In Mingus’s mind, “Meditations” belonged as much to Dolphy as it did to him. “Eric Dolphy explained to me that there was something similar to the concentration camps once in Germany now down South,” he said at Town Hall, “and the only difference between the electric barbed wire is that they don’t have gas chambers and hot stoves to cook us in yet. So I wrote a piece called ‘Meditations’ as to how to get some wire cutters before someone gets some guns to us.”

Nowhere is Mingus’s emotional range on such brilliant display as in “Meditations.” Integration had been his own struggle since his childhood in Watts. The destruction of segregation was unfinished business, and it was violent. The more extreme, cacophonous parts of his piece should sound like “organized chaos,” he told the Workshop. He asked them to reimagine the sounds that the slave ships must have made during the Middle Passage; he spoke to them as if they were actors. “You’re…like a minister in church or a Jewish rabbi,” he told the trumpeter Bobby Bryant in Monterey. “Everybody’s shouting at you. You have to chant to them and put them back in condition.” In the Town Hall performance, Mingus exploits almost every possible combination in his sextet. In the first ten minutes alone, the full sextet gives way to ruminative unaccompanied piano; then to a somber duet for piano and bowed bass; then back to unaccompanied piano; and finally to a sorrowful adagio passage for piano, bass and Dolphy’s flute, before the horn section erupts again with volcanic force.

I was thrilled to be able to record a version of Meditations (amongst other pieces) with a band that featured many of my favourite people and musicians at Rolling Stock Studios with Myles Mumford last weekend.

L-R: Cheryl Durongpisitkul, Oscar Neyland, James Macaulay, Hannes Lackmann, Dan Sheehan, Flora Carbo, Reuben Lewis, Chloe Kim, Adam Halliwell, Shaun Rammers.

L-R: Cheryl Durongpisitkul, Oscar Neyland, James Macaulay, Hannes Lackmann, Dan Sheehan, Flora Carbo, Reuben Lewis, Chloe Kim, Adam Halliwell, Shaun Rammers.

Projects like this give you a great opportunity to bring together people in a new setting and this was no different.
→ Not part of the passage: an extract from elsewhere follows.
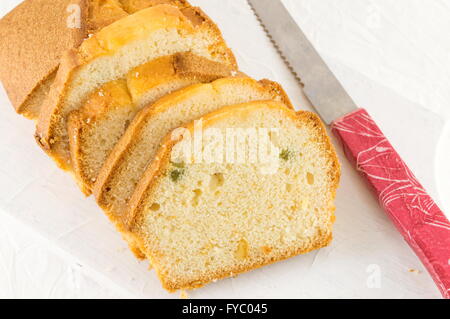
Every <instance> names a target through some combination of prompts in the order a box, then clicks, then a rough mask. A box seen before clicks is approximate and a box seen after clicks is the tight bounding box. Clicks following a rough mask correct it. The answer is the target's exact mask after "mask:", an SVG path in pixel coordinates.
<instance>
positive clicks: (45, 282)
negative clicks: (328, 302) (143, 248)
mask: <svg viewBox="0 0 450 319" xmlns="http://www.w3.org/2000/svg"><path fill="white" fill-rule="evenodd" d="M19 2H20V1H18V0H2V2H1V3H0V16H3V15H4V14H5V13H6V12H8V11H9V10H10V9H11V8H13V7H14V6H15V5H16V4H17V3H19ZM191 2H192V3H193V4H199V5H201V6H202V7H203V8H204V10H205V11H206V12H207V13H208V14H209V15H210V16H211V17H212V18H213V19H215V20H216V22H217V23H218V24H219V26H220V27H221V29H222V31H223V33H224V36H225V38H226V39H227V40H228V42H229V44H230V46H231V47H232V48H233V49H234V50H235V53H236V56H237V58H238V60H239V63H240V66H241V68H242V69H243V71H246V72H248V73H250V74H251V75H252V76H254V77H256V78H262V77H268V78H271V79H274V80H277V81H279V82H281V83H282V84H283V85H284V86H285V88H286V90H287V91H288V93H290V94H291V95H296V94H297V95H298V87H297V83H296V82H295V80H294V79H293V77H292V75H291V74H290V73H289V71H288V70H287V68H286V67H285V65H284V64H283V62H282V61H281V60H280V58H279V56H278V55H277V53H276V51H275V50H274V49H273V48H272V47H271V45H270V42H269V41H268V40H267V39H264V40H262V35H263V33H262V31H261V29H260V27H259V25H258V24H257V22H256V19H254V18H253V16H252V14H251V12H250V11H249V7H248V6H247V4H246V2H245V0H228V1H224V0H197V1H194V0H193V1H191ZM285 3H286V5H287V6H288V7H289V9H290V11H291V12H292V13H293V15H294V16H295V18H296V20H297V21H298V23H299V24H300V26H301V27H302V28H303V30H304V31H305V33H306V34H307V35H308V36H309V38H310V39H311V41H312V42H313V43H314V45H315V46H316V48H317V49H318V50H319V52H320V53H321V54H322V55H323V57H324V58H325V60H326V61H327V62H328V63H329V65H330V66H331V68H332V69H333V71H334V72H335V73H336V75H337V76H338V77H339V79H340V80H341V81H342V82H343V84H344V86H345V87H346V88H347V90H348V91H349V93H350V94H351V95H352V96H353V97H354V99H355V100H356V101H357V102H363V103H364V105H362V106H365V107H367V108H368V109H369V111H370V112H371V113H372V114H373V116H374V117H375V118H376V119H377V120H378V122H379V124H380V126H381V127H382V129H383V130H385V133H386V135H387V136H388V137H389V138H390V139H391V140H392V142H393V144H394V145H395V146H396V147H397V148H398V150H399V152H400V153H401V154H402V155H403V157H404V158H405V160H406V161H407V162H408V163H409V164H410V166H411V168H412V169H413V170H414V171H415V173H416V175H417V176H418V177H419V179H420V180H421V181H422V183H423V184H424V185H425V187H426V188H427V189H428V190H429V191H430V193H431V194H432V195H433V196H434V198H435V199H436V200H437V201H438V202H439V204H440V206H441V207H442V208H443V209H444V211H447V212H449V211H450V209H449V207H450V203H449V201H450V183H449V181H450V169H449V166H448V164H447V163H448V160H449V159H450V153H449V150H450V128H449V124H448V120H449V118H450V107H449V106H448V101H449V100H450V90H449V85H450V84H449V81H448V75H449V74H450V56H449V55H448V52H450V41H448V40H449V39H448V37H449V32H448V31H449V30H450V19H448V17H449V15H450V5H449V3H448V1H446V0H428V1H423V0H397V1H389V0H377V1H370V0H321V1H314V0H290V1H287V0H286V1H285ZM255 37H257V39H258V40H254V38H255ZM249 71H251V72H249ZM291 98H292V99H293V100H294V101H296V100H297V101H298V96H291ZM409 101H414V103H412V102H409ZM0 102H1V103H2V105H1V107H2V108H3V109H6V108H10V107H11V106H10V105H9V103H8V102H7V101H6V99H5V97H4V92H3V91H1V92H0ZM378 102H379V103H380V107H379V108H378V107H377V103H378ZM387 102H390V103H389V109H387V108H386V103H387ZM3 109H2V112H10V109H7V110H3ZM388 110H389V111H390V113H389V114H388V113H387V111H388ZM402 113H403V114H404V113H407V114H408V115H407V117H406V119H407V120H406V121H407V122H408V124H409V125H410V128H411V130H413V134H408V132H404V131H402V130H398V129H397V127H398V126H397V125H395V123H392V121H393V119H395V118H397V119H398V118H400V115H401V114H402ZM392 114H393V116H392V117H391V115H392ZM17 121H18V123H19V124H20V125H23V126H26V125H29V124H25V120H22V119H19V120H17ZM399 125H400V126H401V125H403V126H402V127H404V126H405V125H404V123H403V124H399ZM415 127H420V130H421V132H422V134H418V133H417V132H414V128H415ZM29 131H30V133H31V132H32V128H31V126H30V128H29ZM410 136H413V137H414V139H415V140H413V139H411V138H410ZM30 139H31V136H30ZM417 145H420V146H421V150H420V152H417V150H414V147H415V146H417ZM0 156H1V158H2V159H3V158H4V157H6V156H8V154H0ZM341 160H343V161H344V159H343V158H341ZM345 165H346V164H344V166H345ZM47 166H48V167H51V164H48V165H47ZM43 169H44V168H43ZM55 171H56V170H50V169H49V172H48V175H49V176H50V175H51V176H50V177H49V179H50V178H55V179H65V178H67V177H63V176H61V175H57V174H59V173H55ZM349 172H350V171H349ZM348 174H350V175H351V174H352V173H348ZM354 178H355V177H354V176H351V178H350V177H349V178H348V179H347V177H346V176H344V177H343V183H344V184H345V183H349V180H350V179H354ZM67 180H69V178H67ZM345 187H346V185H344V186H343V188H344V189H345ZM356 187H364V184H363V183H362V182H361V183H360V184H358V185H356ZM7 195H8V194H7ZM339 196H341V197H345V194H340V195H339ZM364 196H366V195H365V193H364ZM367 196H368V195H367ZM4 197H8V196H4ZM80 198H81V196H80ZM366 200H367V201H370V205H372V206H373V212H369V213H376V212H378V211H379V208H378V207H377V203H376V201H375V200H371V199H370V198H369V197H368V198H367V199H366ZM28 205H29V206H30V207H33V206H32V203H31V204H30V203H29V204H28ZM59 213H64V212H59ZM337 213H338V216H339V215H341V216H342V221H343V223H345V221H346V219H345V215H343V214H344V213H345V212H344V213H343V212H340V211H339V206H338V212H337ZM95 219H96V220H95V221H96V222H97V219H98V222H99V223H103V222H104V220H103V217H96V218H95ZM380 225H381V222H380ZM375 226H376V225H375ZM378 226H379V225H378ZM340 227H341V228H342V229H345V224H343V226H340ZM383 231H385V233H384V235H383V236H391V237H393V245H399V246H401V245H403V244H402V243H401V241H398V240H397V238H394V237H395V236H396V235H395V231H394V230H393V229H388V230H386V229H383ZM62 247H67V245H66V246H64V245H61V243H60V242H59V241H58V240H54V238H53V239H52V237H51V236H46V233H45V232H42V231H39V232H37V231H36V228H35V227H33V226H30V225H25V224H24V223H23V219H21V218H15V216H13V215H11V214H10V212H9V211H5V210H4V211H0V297H7V298H16V297H37V298H58V297H60V298H83V297H88V298H97V297H112V298H115V297H117V298H123V297H125V298H126V297H142V296H146V295H145V294H144V293H143V294H136V293H134V292H133V291H130V289H125V288H124V287H123V286H121V285H118V284H117V282H116V281H114V280H111V277H113V276H108V273H111V272H116V271H117V269H115V265H111V266H109V267H106V268H105V269H102V270H99V269H95V268H93V267H90V266H88V265H85V264H84V262H83V261H80V260H78V257H79V256H77V255H76V254H75V255H74V254H73V253H69V252H68V251H69V250H67V249H62ZM118 249H123V248H118ZM398 249H400V250H401V251H402V253H403V254H406V255H407V254H408V253H406V252H403V247H399V248H398ZM70 251H73V250H70ZM121 253H123V254H124V255H125V257H124V258H131V257H130V256H129V253H128V252H121ZM330 253H332V251H330V250H328V251H326V254H327V255H329V254H330ZM322 255H324V254H322ZM322 255H321V254H317V255H315V256H314V258H313V260H312V262H313V263H315V262H317V263H319V264H320V262H321V259H323V258H325V257H323V256H322ZM321 256H322V257H321ZM405 258H407V259H408V260H409V261H408V262H410V265H411V268H414V269H418V270H420V273H416V272H413V273H409V274H407V275H405V276H412V277H411V278H407V279H405V280H406V281H407V284H408V285H411V286H409V287H407V288H408V289H410V290H411V291H414V293H411V294H408V293H406V292H404V291H402V289H404V287H401V285H399V286H398V287H397V286H395V285H393V286H392V289H393V291H392V293H391V295H385V297H394V298H401V297H412V298H417V297H423V298H436V297H439V294H438V292H437V290H435V288H434V287H433V283H432V282H431V280H430V279H429V278H428V277H427V276H428V275H427V274H426V273H425V272H424V271H423V269H422V268H421V266H420V264H418V263H417V260H416V258H415V256H414V255H412V254H411V255H407V256H406V257H405ZM316 259H317V261H316ZM373 265H375V267H376V265H377V260H375V261H374V263H373ZM373 265H372V266H373ZM367 266H368V268H367V269H368V271H369V273H370V269H371V268H370V267H371V265H367ZM283 267H289V263H286V264H283V265H281V266H278V269H277V270H273V272H275V271H278V272H280V271H281V273H283V272H282V270H283ZM291 267H292V264H291ZM269 271H270V270H269ZM405 272H408V270H407V269H405ZM102 273H103V274H102ZM105 274H106V275H105ZM266 274H267V273H266V272H261V273H258V274H256V275H250V276H245V277H243V278H242V279H239V278H238V279H237V280H240V281H246V280H251V278H252V277H253V278H257V279H259V280H262V279H264V278H265V276H266ZM312 275H314V274H312ZM148 276H154V274H152V273H149V274H148ZM367 276H369V275H367ZM362 278H364V276H362ZM132 279H133V280H136V281H139V278H132ZM272 280H273V278H272ZM414 283H415V284H416V286H414ZM230 285H231V286H233V281H232V280H231V281H230ZM236 287H239V286H238V285H236ZM334 288H336V287H334ZM395 289H398V290H397V291H396V290H395ZM144 290H145V287H143V288H142V291H144ZM375 290H376V289H375ZM204 291H206V292H208V291H210V292H211V294H212V295H211V296H212V297H214V296H216V295H214V293H215V292H214V289H213V288H212V289H211V290H208V288H206V289H205V290H204ZM237 295H238V296H239V294H237ZM196 296H203V297H204V296H205V294H204V293H193V297H196ZM206 296H207V295H206ZM234 296H236V294H234ZM242 296H248V295H246V294H244V293H243V294H242ZM266 296H270V295H264V294H256V295H255V297H266ZM272 296H273V295H272ZM308 296H314V297H356V298H364V297H381V294H379V293H376V292H373V291H370V292H369V291H365V290H360V289H359V290H358V289H355V290H354V291H352V290H351V289H350V290H348V291H346V290H345V289H343V291H341V292H340V293H339V292H337V291H321V290H320V289H317V290H315V291H310V292H305V291H302V292H301V293H298V294H297V295H296V294H292V297H308ZM161 297H163V295H161ZM222 297H223V296H222ZM225 297H226V296H225Z"/></svg>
The core sextet of this group is a rhythm section of myself, Hannes Lackmann on drums and Adam Halliwell on guitar (and some flute!), both of whom I play with in Adam’s group “The First Baboon Civilisation”. The horns comprise of Cheryl Durongpisitkul (who also plays in my “Blue Rose” project) on alto sax, Shaun Rammers on tenor, and Flora Carbo on a mix of alto sax and bass clarinet. This sextet recorded three further Mingus pieces and two by Mal Waldron on Sunday the 10th of Feb, before being joined by four more musicians on Monday to record “Meditations”.

The most important connection in jazz (from the perspective of a bassist) is that with the drummer, so when you get two drummers going at once who understand where the music is headed it’s a real joy. Chloe Kim - who I met through Australian Art Orchestra - arrived from Sydney and came straight into the studio. Chloe and I had played “Meditations” together on a trip I did to Sydney last year, but she and Hannes only met on the day of the recording. It is a massive testament to the size of Chloe and Hannes’ ears that they sounded so wonderful playing together so quickly.

Also added were Reuben Lewis on trumpet, Dan Sheehan on piano and James Macaulay on trombone, all wonderful musicians that I’ve played with in other projects in my time in Melbourne.

Figuring out how to do this project has been a massive learning curve. The understanding, transcribing and arranging of the pieces, along with organising the people and learning how to direct them to play the way I want (without diminishing their individual voice) has taken me the best part of the last eighteen months. With the recordings done and awaiting mixing, my plan is to take a small break from the project and come back with fresh ears and fresh plans about how to release the material. I’ll be posting more throughout all of these stages. If you’re interested, follow me through the social buttons below!


Charles Mingus (photo by Ray Avery/CTS Images)

Charles Mingus (photo by Ray Avery/CTS Images)


This recording is dedicated to Charles Mingus, and also to all those persecuted or dispossessed, divided from community or deprived of freedom.